Entre 2010 y 2020, Suecia abrió sus puertas a más de 1,2 millones de inmigrantes, en su mayoría provenientes de países marcados por conflictos armados y contextos culturales profundamente distintos, como Siria, Somalia, Afganistán o Irak. Esta política, impulsada por el entonces primer ministro Stefan Löfven y su Partido Socialdemócrata, respondía a una visión de solidaridad internacional. Se asumió que Suecia tenía los recursos y la capacidad institucional para integrar a estos nuevos ciudadanos. Hoy, las consecuencias de esa apuesta son el centro de un intenso debate nacional.
De modelo a advertencia
Los datos más recientes pintan un panorama alarmante. Suecia lidera hoy las estadísticas europeas en tiroteos per cápita, con más de 300 episodios armados y decenas de muertos solo en 2024. Más del 85% de los delitos con armas de fuego son cometidos por personas nacidas en el extranjero. Las explosiones con artefactos improvisados se han vuelto frecuentes, y algunas ciudades como Estocolmo y Malmö registran más atentados con bombas que varias zonas en guerra.

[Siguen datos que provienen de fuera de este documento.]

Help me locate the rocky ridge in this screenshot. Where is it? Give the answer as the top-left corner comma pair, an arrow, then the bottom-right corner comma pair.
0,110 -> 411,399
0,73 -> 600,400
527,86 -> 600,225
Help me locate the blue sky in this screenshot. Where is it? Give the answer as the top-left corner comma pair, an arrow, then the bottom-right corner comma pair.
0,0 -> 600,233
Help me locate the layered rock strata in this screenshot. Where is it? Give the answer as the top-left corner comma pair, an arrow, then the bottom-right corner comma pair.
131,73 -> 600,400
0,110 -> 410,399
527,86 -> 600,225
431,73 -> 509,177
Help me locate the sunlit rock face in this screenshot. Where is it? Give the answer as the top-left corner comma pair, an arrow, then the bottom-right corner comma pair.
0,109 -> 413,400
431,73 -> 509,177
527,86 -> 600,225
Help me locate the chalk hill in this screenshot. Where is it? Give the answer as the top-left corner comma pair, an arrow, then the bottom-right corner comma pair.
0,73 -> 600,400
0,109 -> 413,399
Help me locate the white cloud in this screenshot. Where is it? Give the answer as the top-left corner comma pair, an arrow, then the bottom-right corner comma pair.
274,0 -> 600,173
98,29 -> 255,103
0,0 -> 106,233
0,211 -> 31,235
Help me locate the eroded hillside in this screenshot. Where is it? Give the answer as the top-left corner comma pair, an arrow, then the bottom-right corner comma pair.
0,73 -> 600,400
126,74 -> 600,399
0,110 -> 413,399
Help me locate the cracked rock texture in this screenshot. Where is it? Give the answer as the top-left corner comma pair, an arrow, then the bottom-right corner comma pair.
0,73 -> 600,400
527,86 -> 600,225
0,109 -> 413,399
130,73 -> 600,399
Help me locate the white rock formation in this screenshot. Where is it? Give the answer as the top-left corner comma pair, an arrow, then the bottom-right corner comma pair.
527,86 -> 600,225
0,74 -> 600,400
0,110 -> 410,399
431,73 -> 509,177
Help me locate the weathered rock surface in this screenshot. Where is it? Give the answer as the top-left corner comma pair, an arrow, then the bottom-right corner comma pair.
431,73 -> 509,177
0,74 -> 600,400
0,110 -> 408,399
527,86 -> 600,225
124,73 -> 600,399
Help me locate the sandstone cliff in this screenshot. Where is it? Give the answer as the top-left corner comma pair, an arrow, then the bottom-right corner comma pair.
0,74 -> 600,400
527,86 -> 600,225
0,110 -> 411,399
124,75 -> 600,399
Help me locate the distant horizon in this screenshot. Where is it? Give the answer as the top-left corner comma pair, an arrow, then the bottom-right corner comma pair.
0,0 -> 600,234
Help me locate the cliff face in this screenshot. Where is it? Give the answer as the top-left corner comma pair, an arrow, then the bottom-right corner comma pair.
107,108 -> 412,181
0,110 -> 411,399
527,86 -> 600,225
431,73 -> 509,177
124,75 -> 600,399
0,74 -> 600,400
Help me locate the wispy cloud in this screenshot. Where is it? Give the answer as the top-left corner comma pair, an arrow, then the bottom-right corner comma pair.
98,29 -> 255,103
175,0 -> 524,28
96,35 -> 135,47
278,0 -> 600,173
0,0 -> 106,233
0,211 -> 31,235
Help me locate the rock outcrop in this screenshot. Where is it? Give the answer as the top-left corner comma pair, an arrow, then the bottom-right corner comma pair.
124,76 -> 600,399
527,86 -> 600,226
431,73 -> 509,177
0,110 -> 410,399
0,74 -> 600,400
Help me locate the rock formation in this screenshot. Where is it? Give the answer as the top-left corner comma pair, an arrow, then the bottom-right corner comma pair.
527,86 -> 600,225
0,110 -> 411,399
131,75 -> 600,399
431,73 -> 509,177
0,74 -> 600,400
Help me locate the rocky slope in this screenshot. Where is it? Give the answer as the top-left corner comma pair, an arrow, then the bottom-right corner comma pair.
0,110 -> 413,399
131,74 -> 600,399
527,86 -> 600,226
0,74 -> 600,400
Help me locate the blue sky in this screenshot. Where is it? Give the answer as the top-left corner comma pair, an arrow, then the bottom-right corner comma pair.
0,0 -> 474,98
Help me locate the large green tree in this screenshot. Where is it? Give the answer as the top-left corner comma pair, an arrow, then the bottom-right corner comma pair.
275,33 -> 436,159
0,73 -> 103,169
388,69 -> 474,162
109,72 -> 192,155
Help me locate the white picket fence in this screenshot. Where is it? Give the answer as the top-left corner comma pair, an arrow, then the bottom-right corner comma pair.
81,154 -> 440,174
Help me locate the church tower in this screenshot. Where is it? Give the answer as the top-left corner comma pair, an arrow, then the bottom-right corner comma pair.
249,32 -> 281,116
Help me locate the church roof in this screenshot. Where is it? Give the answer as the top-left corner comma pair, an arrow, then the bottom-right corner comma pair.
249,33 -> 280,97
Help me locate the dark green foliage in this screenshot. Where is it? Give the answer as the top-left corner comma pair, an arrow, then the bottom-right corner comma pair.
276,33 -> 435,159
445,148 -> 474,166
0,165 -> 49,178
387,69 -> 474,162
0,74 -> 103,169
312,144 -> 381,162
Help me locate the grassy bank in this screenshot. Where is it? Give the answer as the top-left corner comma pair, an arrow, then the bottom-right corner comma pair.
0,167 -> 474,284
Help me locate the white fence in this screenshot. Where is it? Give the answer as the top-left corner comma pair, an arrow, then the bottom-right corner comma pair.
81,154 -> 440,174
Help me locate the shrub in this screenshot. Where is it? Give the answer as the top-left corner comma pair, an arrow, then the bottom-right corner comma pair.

Barrios paralelos y “zonas prohibidas”
El fenómeno de las “no-go zones”, áreas donde la policía o los servicios sociales apenas pueden operar, ha pasado de ser un tabú a una realidad admitida por las propias autoridades. Barrios como Rinkeby en Estocolmo o Rosengård en Malmö están tan segregados cultural y económicamente que muchos los definen como sociedades paralelas: tienen sus propias normas, sus estructuras de poder, e incluso un control territorial ejercido por bandas o clanes familiares.
En esos barrios, la violencia contra la mujer, los crímenes de honor, los matrimonios forzados y la imposición de normas religiosas como la Sharia han crecido de forma preocupante. En 2022, la policía sueca investigó más de 300 casos relacionados con crímenes de honor y matrimonios forzados, aunque se estima que los no denunciados podrían ser mucho más.
El fracaso educativo y económico
El sistema escolar ha colapsado en muchas de estas zonas. Según Sveriges Radio, en algunas escuelas de “zonas vulnerables”, menos del 50% de los estudiantes termina la secundaria. Los docentes reportan amenazas constantes, agresiones, estrés y abandono profesional, generando una espiral de deterioro institucional.
En el ámbito laboral, la situación tampoco mejora. Más del 50% de los inmigrantes vive del sistema de bienestar, y entre las mujeres inmigrantes la tasa de empleo apenas supera el 23%. El paro entre los extranjeros alcanza el 21,6%, frente al 3,6% de la población nativa. Este desajuste genera tensiones sociales, sobrecarga de servicios públicos y una percepción creciente de desigualdad.
Una respuesta tardía y desesperada
En 2024, el gobierno sueco —liderado por el conservador Ulf Kristersson— comenzó a admitir que la situación se había salido de control. Se propuso pagar hasta 34.000 dólares a inmigrantes para que regresen voluntariamente a sus países de origen, en un intento de descomprimir el sistema. Pero incluso esas medidas han sido vistas como “demasiado poco, demasiado tarde”.
La decisión más simbólica fue el anuncio de que el ejército patrullaría las calles para apoyar a una policía sobrepasada por la violencia de las pandillas. Una escena impensable en la Suecia de hace apenas una década.
¿Un espejo para Europa?
Suecia se ha convertido en un caso de estudio para el resto de Europa. Lo que fue una utopía de inclusión ha revelado sus límites cuando no se considera el factor cultural y la capacidad real de integración. La negación sistemática de la relación entre inmigración descontrolada y criminalidad, así como la autocensura por miedo al estigma de “racismo”, han hecho que los problemas se acumulen sin respuestas.
Hoy, muchos se preguntan si Europa está preparada para asumir que la multiculturalidad tiene límites, y si es posible sostener un modelo de inmigración sin control cuando los valores, las leyes y las normas fundamentales de convivencia no son compartidas.